Fue un proceso que Mussolini remataría a partir de 1923. “Es un episodio de limpieza racial que ha pasado más desapercibido de lo que debiera”, dice Izaguirre, que, amén de todo ello, deja buenos rastros de esa situación en Los pasos que nos quedan: la quema de la Narodni Dom, la casa del pueblo esloveno, el 13 de julio de 1920, como hoy recuerda una placa que califica el acto de “intolerancia nacionalista”, y en el queda herido el esposo de Edita; los ambientes irredentistas italianos que se fraguaban en cafés parecidos al mítico San Marco (de 1914, que aún conserva actualmente sus mesas de mármoles rosados, techos y arcos con medallones y cafeteras de latón, refugio predilecto de Magris). Y quizá indirectamente, en la plaza Oberdan, donde los protagonistas cogen el tranvía que aun hoy funciona, quintaesencia escénica de la Trieste polifónica: edificios de estética imperial austrohúngara conviven con otros del racionalismo italiano, uno de los cuales albergó entre 1943 y 1945 la sede de la Gestapo en la ciudad, con ventanas tapadas en madera apenas dejando un resquicio de luz y que se han mantenido como oprobioso recuerdo…
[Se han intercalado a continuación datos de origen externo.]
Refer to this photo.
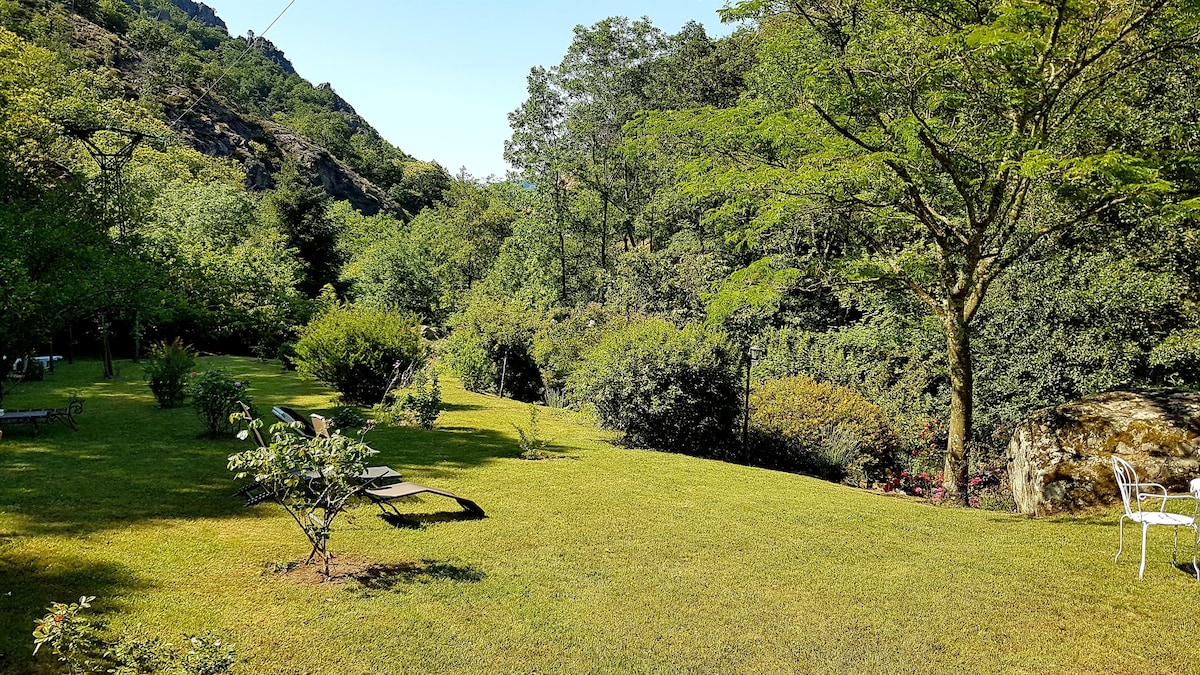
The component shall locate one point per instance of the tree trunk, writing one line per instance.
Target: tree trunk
(958, 341)
(106, 347)
(604, 236)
Vasca asidua de Barcelona pero afincada en Madrid, deja clara la situación de los nacionalismos en la novela, una manera de hacerlo también sobre la vida real de Cataluña y España: “Toda esa parafernalia de banderas, patrias e himnos que nunca significó gran cosa para él”, escribe. “No llevo bandera y ahí estoy para que me hagan agarrar alguna; nada ni nadie es la patria de uno”, ratifica de viva voz.
Prefiere Izaguirre, mientras pasea por el Giardino Pubblico donde hace que se besen por vez primera los personajes o indica el modesto edificio azul celeste donde vive Edita en la silenciosa piazzetta de Santa Lucía frente a la iglesia del mismo nombre, hablar de libros, del uso arriesgado de los diversos planos temporales en los que se desarrolla la acción y de la primera y tercera personas que se alternan narrando en un mismo capítulo. No es un homenaje al Ulises de Joyce (“lo leí de demasiado joven, cuando quieres aprenderlo todo en la vida sin comprender nada porque no tienes las herramientas para ello”), autor del que prefiere releer sus relatos de Dublineses, con los que disfruta como ahora con las obras de Zadie Smith, o con Stoner, de John Williams, o con Demasiada felicidad, de Alice Munro. Construye un silencio Izaguirre para recapitular: “No soy tan fuerte como parezco”. Y ahí es cuando más se la intuye, como a sus personajes, azotada por los vientos de la vida, ahora a su paso por Trieste.